Response: The HAZWOPER standard requires employers to provide training to employees who provide emergency response services during releases of hazardous substances, 29 CFR 1910.120(q)(6). The level of training the employer must provide depends on the role the employee will perform in a response. Employees must be trained to the first responder operations level if they will be part of the initial response for the purpose of protecting persons, property, or the environment from the effects of the hazardous substance release. Employees who respond for the purpose of actually stopping the release must be trained as hazardous materials technicians. Responders at the operations level must receive at least eight hours of training or have sufficient experience to objectively demonstrate certain competencies listed in the HAZWOPER standard. Hazardous materials technicians must receive at least 24 hours of training at the operations level and satisfy certain additional competencies listed in the standard. See 29 CFR 1910.120(q)(6)(ii) and 1910.120(q)(6)(iii). In addition, the HAZWOPER standard requires that operations and technician level employees "receive annual refresher training of sufficient content and duration to maintain their competencies, or shall demonstrate competency in those areas at least yearly." 29 CFR 1910.120(q)(8).
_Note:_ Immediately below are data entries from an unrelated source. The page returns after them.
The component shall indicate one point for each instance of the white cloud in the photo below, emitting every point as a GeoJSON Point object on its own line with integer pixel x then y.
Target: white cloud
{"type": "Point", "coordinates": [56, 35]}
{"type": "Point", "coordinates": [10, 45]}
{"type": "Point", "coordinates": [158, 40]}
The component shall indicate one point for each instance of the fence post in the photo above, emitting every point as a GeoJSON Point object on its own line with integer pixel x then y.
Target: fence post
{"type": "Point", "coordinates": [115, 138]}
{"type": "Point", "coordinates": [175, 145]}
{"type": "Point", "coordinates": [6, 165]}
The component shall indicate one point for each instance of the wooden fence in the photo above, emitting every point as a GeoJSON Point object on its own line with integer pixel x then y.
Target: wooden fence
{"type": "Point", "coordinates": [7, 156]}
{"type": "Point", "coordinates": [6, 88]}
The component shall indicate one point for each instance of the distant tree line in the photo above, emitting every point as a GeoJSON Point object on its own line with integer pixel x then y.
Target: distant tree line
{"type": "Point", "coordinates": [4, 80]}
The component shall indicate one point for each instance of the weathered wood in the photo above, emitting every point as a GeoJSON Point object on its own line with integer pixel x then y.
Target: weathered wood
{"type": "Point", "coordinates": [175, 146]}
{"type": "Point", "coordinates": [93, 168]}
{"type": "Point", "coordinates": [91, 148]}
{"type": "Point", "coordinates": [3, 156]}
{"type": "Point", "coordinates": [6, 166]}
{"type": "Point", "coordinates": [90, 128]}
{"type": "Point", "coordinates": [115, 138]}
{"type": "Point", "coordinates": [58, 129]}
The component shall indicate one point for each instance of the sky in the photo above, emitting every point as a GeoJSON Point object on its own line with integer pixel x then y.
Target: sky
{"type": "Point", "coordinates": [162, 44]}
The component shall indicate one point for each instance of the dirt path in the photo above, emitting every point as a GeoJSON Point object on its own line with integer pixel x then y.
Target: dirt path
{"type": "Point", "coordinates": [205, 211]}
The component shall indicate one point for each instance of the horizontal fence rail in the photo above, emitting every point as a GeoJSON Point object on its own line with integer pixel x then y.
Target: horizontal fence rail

While OSHA does not test, approve, certify, or endorse any equipment, product, or procedure, including training courses, we have reviewed the course outline in your letter, and it appears that the training program you describe could be suitable refresher training for first responder operations level and hazardous materials (HAZMAT) technician personnel who are responsible for responding to agricultural emergencies if it is of sufficient content and duration to permit enrollees to maintain their required competencies.
It is important to note that training required under 1910.120(q) is dependent upon the anticipated duties and functions of the responder. Training and competencies must be consistent with each employee's anticipated role. For example, while the course topics you outlined could be suitable for operations level or HAZMAT technician refresher training, they may not provide proper refresher training for personnel assigned as incident commanders, i.e., individuals who assume control of the incident scene.
Furthermore, an employee trained as a HAZMAT technician for responses to agricultural emergencies may not be adequately trained to respond to other types of emergencies, e.g., chemical releases or spills.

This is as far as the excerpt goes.